Тогда, в начале девяностых, Азербайджан тоже оказался в числе немногих стран, которые избежали «советской промышленной ловушки». Был, конечно, соблазнительный сценарий: после того, как в страну начали поступать нефтедоллары, «реанимировать» старые предприятия, оставшиеся в наследство от СССР, одним махом решить проблему бедности и безработицы, доходивших до 50%, сорвать аплодисменты,…но эти предприятия все равно работали бы «на склад». И нуждались бы в такой «финансовой поддержке» постоянно. В результате в Баку приняли болезненное, но дальновидное решение: создавать новую, уже современную и конкурентоспособную промышленность — да, с нуля, да, ценой проб и ошибок, но при максимальной «свободе рук». И уже как прибыльную экономическую сферу, а не «социальный проект». В первом квартале 2020 года, перед «коронавирусной» паузой, эта самая ненефтяная промышленность Азербайджана показала рост в 23%.
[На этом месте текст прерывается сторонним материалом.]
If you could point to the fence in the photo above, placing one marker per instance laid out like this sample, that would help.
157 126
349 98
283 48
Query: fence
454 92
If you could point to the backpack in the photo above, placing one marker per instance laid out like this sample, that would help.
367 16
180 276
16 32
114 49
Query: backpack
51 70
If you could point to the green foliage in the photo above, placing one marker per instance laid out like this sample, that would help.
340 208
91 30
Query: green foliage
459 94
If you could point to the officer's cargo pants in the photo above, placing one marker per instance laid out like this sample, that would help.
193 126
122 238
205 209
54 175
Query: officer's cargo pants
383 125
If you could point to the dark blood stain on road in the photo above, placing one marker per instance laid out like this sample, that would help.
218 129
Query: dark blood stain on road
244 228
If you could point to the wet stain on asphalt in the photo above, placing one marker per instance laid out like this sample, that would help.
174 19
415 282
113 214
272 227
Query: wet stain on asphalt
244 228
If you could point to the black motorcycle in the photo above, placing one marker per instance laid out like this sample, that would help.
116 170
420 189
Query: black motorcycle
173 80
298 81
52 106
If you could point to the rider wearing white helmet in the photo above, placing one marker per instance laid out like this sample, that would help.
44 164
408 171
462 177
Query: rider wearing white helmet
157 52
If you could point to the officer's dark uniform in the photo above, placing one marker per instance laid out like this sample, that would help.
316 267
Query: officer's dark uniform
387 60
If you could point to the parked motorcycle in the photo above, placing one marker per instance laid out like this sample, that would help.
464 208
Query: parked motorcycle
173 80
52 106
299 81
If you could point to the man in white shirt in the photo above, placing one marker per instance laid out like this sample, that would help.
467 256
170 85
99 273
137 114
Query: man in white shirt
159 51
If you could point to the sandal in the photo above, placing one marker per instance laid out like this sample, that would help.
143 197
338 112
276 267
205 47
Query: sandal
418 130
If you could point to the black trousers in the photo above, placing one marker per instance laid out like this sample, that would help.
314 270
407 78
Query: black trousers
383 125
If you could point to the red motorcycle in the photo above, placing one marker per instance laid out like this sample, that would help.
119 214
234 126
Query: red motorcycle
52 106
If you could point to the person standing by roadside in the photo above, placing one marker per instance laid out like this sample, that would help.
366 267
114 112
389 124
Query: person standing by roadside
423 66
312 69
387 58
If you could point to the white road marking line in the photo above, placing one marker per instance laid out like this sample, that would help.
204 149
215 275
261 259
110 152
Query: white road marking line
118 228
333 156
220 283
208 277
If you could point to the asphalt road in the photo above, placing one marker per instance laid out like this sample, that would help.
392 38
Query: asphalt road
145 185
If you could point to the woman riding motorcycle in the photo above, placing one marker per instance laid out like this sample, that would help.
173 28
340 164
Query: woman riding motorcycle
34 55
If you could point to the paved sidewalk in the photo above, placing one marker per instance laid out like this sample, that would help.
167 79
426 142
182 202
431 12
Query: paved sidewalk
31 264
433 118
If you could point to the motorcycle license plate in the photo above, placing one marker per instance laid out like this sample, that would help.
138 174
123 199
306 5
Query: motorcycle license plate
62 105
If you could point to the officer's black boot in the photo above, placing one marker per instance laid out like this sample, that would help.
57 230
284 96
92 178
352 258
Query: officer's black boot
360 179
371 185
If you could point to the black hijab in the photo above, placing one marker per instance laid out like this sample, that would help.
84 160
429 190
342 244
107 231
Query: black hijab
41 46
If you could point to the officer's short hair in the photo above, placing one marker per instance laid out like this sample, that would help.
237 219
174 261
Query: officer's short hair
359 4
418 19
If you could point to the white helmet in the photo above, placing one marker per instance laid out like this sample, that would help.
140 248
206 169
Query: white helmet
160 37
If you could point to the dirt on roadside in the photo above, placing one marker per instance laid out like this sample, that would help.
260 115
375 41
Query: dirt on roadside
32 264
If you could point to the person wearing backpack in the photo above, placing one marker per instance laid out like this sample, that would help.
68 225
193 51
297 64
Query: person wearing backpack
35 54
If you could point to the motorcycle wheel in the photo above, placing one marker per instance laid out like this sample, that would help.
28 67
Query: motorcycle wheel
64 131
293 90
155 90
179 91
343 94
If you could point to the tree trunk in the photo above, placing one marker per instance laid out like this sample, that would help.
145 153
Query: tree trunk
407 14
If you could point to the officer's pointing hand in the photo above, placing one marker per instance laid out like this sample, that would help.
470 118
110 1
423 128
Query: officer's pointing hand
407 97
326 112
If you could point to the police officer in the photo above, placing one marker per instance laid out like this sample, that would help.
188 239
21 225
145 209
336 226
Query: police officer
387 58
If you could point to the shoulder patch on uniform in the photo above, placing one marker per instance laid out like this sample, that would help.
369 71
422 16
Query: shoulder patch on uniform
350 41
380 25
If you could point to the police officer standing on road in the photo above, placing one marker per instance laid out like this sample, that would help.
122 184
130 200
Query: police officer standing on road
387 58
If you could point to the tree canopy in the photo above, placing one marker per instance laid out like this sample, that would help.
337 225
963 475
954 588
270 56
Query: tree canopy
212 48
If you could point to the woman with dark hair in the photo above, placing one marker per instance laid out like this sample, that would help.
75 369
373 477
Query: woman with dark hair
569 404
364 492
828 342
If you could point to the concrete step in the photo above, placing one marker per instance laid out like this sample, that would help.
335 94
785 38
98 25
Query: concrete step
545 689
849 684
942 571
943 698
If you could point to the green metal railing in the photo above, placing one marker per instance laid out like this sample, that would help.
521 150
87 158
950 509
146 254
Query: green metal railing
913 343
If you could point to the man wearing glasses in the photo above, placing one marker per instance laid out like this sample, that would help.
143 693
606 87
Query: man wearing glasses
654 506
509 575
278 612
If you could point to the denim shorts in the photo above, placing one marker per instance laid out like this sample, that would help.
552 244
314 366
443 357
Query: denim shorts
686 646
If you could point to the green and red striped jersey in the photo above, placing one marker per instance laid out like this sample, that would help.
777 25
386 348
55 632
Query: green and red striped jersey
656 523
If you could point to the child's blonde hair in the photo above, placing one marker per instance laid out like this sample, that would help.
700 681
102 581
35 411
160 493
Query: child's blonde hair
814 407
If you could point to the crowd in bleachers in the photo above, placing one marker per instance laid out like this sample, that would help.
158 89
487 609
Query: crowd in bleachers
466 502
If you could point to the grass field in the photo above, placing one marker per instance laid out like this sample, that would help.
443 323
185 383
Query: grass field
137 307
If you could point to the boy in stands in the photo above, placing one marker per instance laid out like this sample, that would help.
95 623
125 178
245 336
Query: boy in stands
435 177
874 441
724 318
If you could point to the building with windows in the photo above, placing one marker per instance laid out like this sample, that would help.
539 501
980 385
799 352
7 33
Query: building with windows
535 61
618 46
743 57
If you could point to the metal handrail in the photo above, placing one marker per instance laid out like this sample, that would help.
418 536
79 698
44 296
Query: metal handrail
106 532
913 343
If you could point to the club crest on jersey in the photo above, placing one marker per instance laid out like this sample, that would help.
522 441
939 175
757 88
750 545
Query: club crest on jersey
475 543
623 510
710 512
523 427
А в Беларуси пошли другим путем. Страна, вступив в ЕАЭС, получила право приобретать у России по внутренним ценам энергоносители. Это позволяло Беларуси перерабатывать российскую нефть на своих НПЗ и затем, уже по мировым ценам, поставлять нефтепродукты соседним странам. И за счет полученного дохода держать на плаву предприятия, работающие «на склад» и выпускавшие продукцию, которая не находила сбыта в том масштабе, чтобы позволить выжить своим производителям. И все вроде бы шло хорошо. Лукашенко, особенно за пределами Беларуси, считали «крепким хозяйственником» и хвалили за то, что он сохранил в «работающем состоянии» практически все крупные предприятия, оставшиеся Беларуси в наследство от СССР — а это и минский «Горизонт», производитель знаменитых и уже почти забытых телевизоров одноименной марки, и Белорусский автозавод — производитель знаменитых БелАЗов, и сельскохозяйственное машиностроение, включая Минский тракторный завод и объединение «Гомсельмаш», и предприятия ВПК, и многое другое. Это означало и рабочие места, и зарплаты, и выгодный контраст со многими другими союзными республиками, где оставшиеся в наследство от СССР предприятия закрывались и приходили в безнадежный упадок. И все было бы хорошо, если бы не одно «но» — платить за удержание предприятий на плаву Беларуси пришлось своим государственным суверенитетом. И в результате страна оказалась весьма уязвимой для российского экономического давления. До поры до времени Минску удавалось балансировать, но сегодня, судя по многим признакам, ситуация подошла к критической черте. Когда Москва приступила к открытому «нефтефинансовому» шантажу Минска, увязав цену на нефть с уступками в вопросах интеграции. «Ржавый пояс» советской промышленности душит государство, и разорвать эти «кандалы» куда сложнее, чем кажется. Особенно теперь. И это для нашей страны — еще один повод задуматься, какой «промышленной ловушки» избежал Азербайджан.